IoT, by definition, always includes a connection to the internet and in most cases a cloud-based application captures, analyzes, and displays the operating conditions of physical assets. Data from sensors is transmitted to the cloud for storage, analysis, and visualization. IoT solutions are commonly used to predict mechanical failures of physical assets in industrial or commercial environments. By connecting to the internet, IoT solutions are able to leverage vast computing resources that would not normally be available to on-site sensors. At a high level, the fundamental building blocks of most IoT systems include:
- Sensor: One or more sensors are used to gather information from equipment, physical assets, processes or activities that are of interest. Sensors can include basic temperature, pressure, flow, voltage, vibration, and frequency (although more sophisticated sensors such as optical, navigational, or inertial are often utilized). In the above example, a pressure sensor is reading a value of 40 pounds per square inch (psi).

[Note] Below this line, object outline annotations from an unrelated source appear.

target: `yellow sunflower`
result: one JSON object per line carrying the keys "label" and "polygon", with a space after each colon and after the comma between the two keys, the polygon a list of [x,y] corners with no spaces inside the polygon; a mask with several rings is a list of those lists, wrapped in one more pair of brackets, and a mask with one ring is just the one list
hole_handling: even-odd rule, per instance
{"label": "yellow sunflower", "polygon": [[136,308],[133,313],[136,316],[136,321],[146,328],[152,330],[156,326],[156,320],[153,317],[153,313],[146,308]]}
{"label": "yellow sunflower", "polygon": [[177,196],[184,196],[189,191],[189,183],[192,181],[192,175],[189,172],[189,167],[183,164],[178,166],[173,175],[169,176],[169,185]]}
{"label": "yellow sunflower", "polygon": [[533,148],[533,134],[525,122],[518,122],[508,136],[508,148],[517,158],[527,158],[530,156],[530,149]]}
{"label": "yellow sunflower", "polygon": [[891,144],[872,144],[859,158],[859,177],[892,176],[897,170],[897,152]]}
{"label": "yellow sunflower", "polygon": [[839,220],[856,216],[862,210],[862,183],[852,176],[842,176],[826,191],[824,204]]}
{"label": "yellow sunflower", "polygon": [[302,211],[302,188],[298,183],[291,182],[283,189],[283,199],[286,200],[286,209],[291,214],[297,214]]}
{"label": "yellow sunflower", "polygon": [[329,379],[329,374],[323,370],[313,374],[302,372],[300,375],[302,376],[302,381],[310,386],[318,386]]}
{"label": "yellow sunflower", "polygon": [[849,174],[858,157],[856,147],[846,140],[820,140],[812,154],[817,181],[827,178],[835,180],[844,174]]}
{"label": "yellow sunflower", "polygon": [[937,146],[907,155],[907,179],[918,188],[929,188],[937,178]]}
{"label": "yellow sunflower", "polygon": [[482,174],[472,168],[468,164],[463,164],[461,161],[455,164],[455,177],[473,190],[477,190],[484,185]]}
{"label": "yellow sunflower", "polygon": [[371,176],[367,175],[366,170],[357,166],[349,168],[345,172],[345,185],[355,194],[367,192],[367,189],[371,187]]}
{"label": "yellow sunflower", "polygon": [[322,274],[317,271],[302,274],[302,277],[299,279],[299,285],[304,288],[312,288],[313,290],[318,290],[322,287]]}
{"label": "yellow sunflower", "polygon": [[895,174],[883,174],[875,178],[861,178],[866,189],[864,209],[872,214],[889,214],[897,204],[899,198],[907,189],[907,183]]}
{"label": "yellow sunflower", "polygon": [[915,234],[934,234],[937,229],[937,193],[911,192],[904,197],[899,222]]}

- Electronic Conversion: An analog to digital converter (ADC) on a printed circuit board (PCB) translates information from the pressure sensor into a format which can be digitally transmitted. Without diving into the details, in this example the pressure sensor has a signal output of 4 volts which the ADC recognizes as the integer number 40, which corresponds to a value of 40 psi, which is then represented in binary form as 101000 (machine language).
- Transmission: The binary value captured from the sensor is encrypted for security reasons (or should be) and is sent from the on-site computer network via the Internet to a remote cloud computer or data center. Data transmission most often takes place at regular time intervals based on the application needs, or sometimes only when there is a significant change in the sensor’s value.
- Data Storage: After reaching its final destination, the sensor value is typically stored in a computer database that can easily serve other systems (hence the name “server”). From here there are vast opportunities to implement data security, retention, redundancy, reliability, and user access policies.
- Web Visualization: For humans to visualize the sensor information, typically a user interface (UI) is built on top of the database to display the sensor data in a chart or report. Often these user interfaces are built using a programming language called hypertext markup language (HTML) and are viewed in a web browser or via a companion mobile app. Since this information is now accessible remotely via the Internet, an unlimited number of creative applications can be created anywhere in the world. Operating at nearly “real-time” across vast distances, the visualization of sensor data for the masses is an incredible benefit enabled by IoT.
In this back-to-basics example, the building blocks described are fundamental to most IoT solutions. However in practice, there are limitless opportunities for customization to meet the needs of specific applications. Gateways, machine learning, digital twins, cloud solutions, and more are some of the many IoT related topics that can be explored further.